Bande dessinée d’Halim.

En 1937, pour sa grande convention annuelle, la MGM a casté 120 jeunes danseuses, non pas pour les faire jouer dans une quelconque production, mais pour divertir les messieurs invités. Évidemment – ÉVIDEMMENT –, la soirée tourne mal pour plusieurs d’entre elles, face à des hommes si certains qu’aucune femme ne peut se refuser. Parmi ces femmes abusées, il y a Patricia Douglas. Elle porte plainte et attend du procès qu’il lui rende justice. Son avocat la défend avec conviction, mais que peuvent une jeune femme, sa mère et un seul avocat face à la machine hollywoodienne ? « Maître Brown, ça suffit ! Il revient à la Cour de décider si elle est victime ou bien coupable ! » (p. 78) Le traitement judiciaire est sordide, la reprise de l’affaire par les médias est à peine plus reluisante, même si certains titres tentent de faire la lumière sur les coulisses sales de l’industrie du 9e art.

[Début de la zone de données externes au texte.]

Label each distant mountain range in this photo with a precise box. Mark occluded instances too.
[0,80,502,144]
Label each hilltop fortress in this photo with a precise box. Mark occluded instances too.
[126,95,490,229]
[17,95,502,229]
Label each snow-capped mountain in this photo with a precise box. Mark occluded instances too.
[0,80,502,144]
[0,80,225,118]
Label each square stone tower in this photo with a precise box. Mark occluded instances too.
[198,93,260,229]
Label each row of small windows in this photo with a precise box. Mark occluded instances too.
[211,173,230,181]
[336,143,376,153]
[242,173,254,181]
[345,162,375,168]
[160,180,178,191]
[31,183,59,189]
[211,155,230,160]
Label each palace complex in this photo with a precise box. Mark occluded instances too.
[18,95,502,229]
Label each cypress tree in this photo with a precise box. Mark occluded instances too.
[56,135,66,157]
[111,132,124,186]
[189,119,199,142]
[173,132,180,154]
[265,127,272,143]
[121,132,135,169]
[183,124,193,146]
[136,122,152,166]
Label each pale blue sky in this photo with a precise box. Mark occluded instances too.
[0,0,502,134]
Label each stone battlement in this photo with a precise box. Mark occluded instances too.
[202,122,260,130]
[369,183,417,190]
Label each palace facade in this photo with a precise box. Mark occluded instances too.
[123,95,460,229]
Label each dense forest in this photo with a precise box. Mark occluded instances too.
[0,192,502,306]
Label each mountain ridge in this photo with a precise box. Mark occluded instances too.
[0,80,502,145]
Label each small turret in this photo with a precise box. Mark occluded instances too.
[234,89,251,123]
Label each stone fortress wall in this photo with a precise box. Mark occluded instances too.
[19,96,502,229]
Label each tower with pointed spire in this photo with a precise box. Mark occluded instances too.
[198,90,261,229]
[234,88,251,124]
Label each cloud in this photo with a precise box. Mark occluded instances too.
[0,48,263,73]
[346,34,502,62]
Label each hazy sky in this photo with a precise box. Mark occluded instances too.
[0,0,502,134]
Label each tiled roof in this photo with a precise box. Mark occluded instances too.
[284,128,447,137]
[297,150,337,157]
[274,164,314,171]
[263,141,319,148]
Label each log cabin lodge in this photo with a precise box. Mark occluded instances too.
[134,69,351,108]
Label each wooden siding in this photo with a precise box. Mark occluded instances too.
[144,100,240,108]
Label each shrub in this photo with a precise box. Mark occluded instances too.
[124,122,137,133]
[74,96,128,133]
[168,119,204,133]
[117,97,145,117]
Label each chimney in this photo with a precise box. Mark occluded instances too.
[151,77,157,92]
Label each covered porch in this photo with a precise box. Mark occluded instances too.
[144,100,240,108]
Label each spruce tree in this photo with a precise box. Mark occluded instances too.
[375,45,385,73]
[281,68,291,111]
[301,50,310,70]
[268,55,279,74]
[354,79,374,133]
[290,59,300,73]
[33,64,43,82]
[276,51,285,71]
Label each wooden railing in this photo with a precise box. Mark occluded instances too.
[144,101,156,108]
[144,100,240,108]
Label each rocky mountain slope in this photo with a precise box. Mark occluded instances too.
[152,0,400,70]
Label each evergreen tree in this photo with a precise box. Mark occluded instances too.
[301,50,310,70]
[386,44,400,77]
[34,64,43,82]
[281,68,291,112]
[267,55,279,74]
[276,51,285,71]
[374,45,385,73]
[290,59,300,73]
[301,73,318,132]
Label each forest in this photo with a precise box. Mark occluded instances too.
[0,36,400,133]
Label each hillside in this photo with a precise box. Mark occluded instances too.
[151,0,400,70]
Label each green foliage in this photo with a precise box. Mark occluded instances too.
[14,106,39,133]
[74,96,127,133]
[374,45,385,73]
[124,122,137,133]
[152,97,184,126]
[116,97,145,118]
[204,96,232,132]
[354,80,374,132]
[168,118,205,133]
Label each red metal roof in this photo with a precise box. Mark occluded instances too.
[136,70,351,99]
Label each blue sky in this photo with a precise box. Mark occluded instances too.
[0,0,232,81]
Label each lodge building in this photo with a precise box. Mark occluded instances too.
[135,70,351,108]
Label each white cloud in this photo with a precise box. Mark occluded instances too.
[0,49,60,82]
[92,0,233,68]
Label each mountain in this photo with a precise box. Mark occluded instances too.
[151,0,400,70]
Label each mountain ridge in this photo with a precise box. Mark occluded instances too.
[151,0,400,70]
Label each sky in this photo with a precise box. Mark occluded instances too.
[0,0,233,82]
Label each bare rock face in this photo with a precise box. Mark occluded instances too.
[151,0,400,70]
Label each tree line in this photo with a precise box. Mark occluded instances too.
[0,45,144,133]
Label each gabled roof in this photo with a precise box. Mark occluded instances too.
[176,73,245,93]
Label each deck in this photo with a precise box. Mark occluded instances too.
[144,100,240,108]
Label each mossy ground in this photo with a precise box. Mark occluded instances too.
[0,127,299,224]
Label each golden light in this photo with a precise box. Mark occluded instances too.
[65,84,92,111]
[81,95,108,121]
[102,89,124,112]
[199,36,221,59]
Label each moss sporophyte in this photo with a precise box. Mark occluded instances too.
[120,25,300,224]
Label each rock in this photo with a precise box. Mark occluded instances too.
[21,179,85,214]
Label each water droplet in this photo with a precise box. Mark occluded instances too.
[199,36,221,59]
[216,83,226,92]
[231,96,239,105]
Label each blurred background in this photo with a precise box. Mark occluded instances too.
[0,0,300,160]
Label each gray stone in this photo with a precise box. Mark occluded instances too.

Halim a choisi de raconter cette histoire dans des tons noirs, blancs et sépia : cela rappelle bien sûr les temps glorieux d’Hollywood, avec cette pointe de nostalgie qui a tendance à tout faire voir en rose. Pourtant, même le Technicolor n’aurait pas suffi à maquiller la vérité : Patricia Douglas a été violée, Hollywood a tenté d’acheter son silence et, n’y parvenant pas, a tout fait pour la décrédibiliser. « Les salopes ne peuvent pas être violées, ha ha ha ! » (p. 37) 80 ans avant #MeToo, une femme s’est élevée contre la culture du viol qui semble si inséparable du cinéma et de la société en général. « Si je suis ici, c’est pour que ce que j’ai subi n’arrive plus jamais à aucune autre femme. Plus jamais ! » (p. 81) Le découpage des planches, loin du classique et ennuyeux gaufrier, est dynamique, voire cinématographique. Certaines pages sont presque des story-boards : hélas, cette histoire, ce n’est pas du cinéma, c’est la réalité, même si elle a été balayée sous le tapis rouge d’Hollywood. Ni oubli ni silence face au viol, jamais !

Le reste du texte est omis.